Since graduating from TU, Conley attained the rank of full professor in Gallaudet’s Theatre Arts Department, where he continues to teach while working on his craft. He is the most widely produced, living deaf playwright, with 13 plays and nearly as many awards and nominations to his credit.
Conley recently added his first published novel, The Deaf Heart, to an already dazzling resume. (See box above.)
A uniquely deaf perspective
Still, he remains acutely aware of being an outlier—a deaf man determined to enlighten as well as entertain.
“As a deaf playwright, I incorporate the authentic viewpoint of a deaf person,” he says. “A deaf playwright introduces nuances, sign play, believable deaf and hard-of-hearing characters, and ASL poetry. And a deaf playwright includes a larger number of deaf characters or characters than can easily be performed by deaf actors.”
Most of Conley’s characters are deaf males, a rarity in plays, film or TV. “Audiences seem to be more sympathetic/empathetic with deaf females as ingenues, victims or so on,” he adds.
But he’s also quick to point out that his plays are “consciously and painstakingly written with both deaf and hearing audiences in mind.
“I wish hearing playwrights would work as hard to make their plays accessible to deaf audiences.”
By Jan Lucas, Associate director of publications in University Marketing and Communications. Photos by Kanji Takeno.

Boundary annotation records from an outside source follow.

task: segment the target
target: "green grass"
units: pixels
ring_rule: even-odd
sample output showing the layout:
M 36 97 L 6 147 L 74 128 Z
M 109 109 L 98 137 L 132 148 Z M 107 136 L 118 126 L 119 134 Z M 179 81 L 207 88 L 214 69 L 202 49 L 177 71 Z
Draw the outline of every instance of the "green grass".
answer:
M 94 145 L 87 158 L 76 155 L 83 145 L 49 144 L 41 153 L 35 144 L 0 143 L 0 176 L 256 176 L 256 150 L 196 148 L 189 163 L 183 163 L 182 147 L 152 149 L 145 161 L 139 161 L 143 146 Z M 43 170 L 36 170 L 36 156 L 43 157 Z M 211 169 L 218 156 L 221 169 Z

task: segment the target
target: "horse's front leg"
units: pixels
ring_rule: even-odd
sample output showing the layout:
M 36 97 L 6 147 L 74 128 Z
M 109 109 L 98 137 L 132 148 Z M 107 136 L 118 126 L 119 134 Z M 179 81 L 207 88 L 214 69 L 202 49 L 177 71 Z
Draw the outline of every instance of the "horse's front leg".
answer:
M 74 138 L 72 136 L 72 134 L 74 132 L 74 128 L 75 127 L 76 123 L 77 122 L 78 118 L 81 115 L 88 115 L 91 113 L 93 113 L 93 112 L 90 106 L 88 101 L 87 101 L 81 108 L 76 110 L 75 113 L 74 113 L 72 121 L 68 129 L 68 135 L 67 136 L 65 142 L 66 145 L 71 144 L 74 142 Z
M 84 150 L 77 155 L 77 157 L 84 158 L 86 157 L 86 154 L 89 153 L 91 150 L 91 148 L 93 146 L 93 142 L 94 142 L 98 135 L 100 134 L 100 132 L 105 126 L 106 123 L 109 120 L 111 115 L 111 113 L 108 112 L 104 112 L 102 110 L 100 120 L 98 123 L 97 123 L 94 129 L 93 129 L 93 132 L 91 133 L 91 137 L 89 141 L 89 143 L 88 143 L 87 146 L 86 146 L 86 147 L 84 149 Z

The Deaf Heart, a novel by Willy Conley, chronicles a year in the life of Dempsey “Max” McCall, a deaf biomedical photography resident at a teaching hospital in Galveston, Texas.
“Whether deaf or hearing, I would like readers to absorb ‘the deaf experience’ from Max’s unique worldview,” Conley says. “I also want them to realize the universal human experience of overcoming obstacles and prejudice.”

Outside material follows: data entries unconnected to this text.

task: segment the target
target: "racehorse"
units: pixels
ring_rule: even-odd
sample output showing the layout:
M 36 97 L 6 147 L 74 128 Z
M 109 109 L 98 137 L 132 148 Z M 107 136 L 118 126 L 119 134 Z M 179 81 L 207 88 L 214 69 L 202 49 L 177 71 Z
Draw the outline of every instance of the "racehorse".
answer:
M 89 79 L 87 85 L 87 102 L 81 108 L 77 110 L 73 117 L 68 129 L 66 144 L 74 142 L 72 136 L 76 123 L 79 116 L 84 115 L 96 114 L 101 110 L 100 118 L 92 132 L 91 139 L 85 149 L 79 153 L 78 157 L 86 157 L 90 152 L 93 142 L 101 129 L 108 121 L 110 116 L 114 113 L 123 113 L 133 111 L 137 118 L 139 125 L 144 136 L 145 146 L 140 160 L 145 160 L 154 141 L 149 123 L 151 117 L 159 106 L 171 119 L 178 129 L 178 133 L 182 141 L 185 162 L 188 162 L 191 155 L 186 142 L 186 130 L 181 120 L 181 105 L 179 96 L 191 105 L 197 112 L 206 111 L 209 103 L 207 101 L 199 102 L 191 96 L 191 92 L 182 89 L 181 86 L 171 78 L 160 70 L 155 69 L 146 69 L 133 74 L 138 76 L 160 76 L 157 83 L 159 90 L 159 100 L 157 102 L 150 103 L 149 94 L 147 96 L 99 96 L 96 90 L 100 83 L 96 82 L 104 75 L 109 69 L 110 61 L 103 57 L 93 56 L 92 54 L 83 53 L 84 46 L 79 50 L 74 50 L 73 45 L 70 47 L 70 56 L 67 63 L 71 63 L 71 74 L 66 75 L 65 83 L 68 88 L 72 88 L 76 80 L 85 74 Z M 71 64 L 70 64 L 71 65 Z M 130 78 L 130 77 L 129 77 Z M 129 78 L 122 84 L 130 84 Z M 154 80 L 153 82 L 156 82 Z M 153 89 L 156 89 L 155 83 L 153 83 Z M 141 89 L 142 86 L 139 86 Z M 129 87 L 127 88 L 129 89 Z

“Willy Conley’s novel is rich and gripping, handsomely capturing the deaf aspect of human experience.”
—David Hays, founding artistic director of the National Theatre of the Deaf
Conley tells Max’s story through a series of quirky, irreverent short stories and letters home during the early 1980s. Outgoing, confident, and with a sharp wit, Max brings the reader along on his journey through friendship, dating and loss—and sheds light on what it means to be deaf.
“It never ceases to amaze me how little the general public knows about the various types of deaf people in the world and their struggles and joys in everyday life,” Conley adds.
“This book has truly been a labor of love.”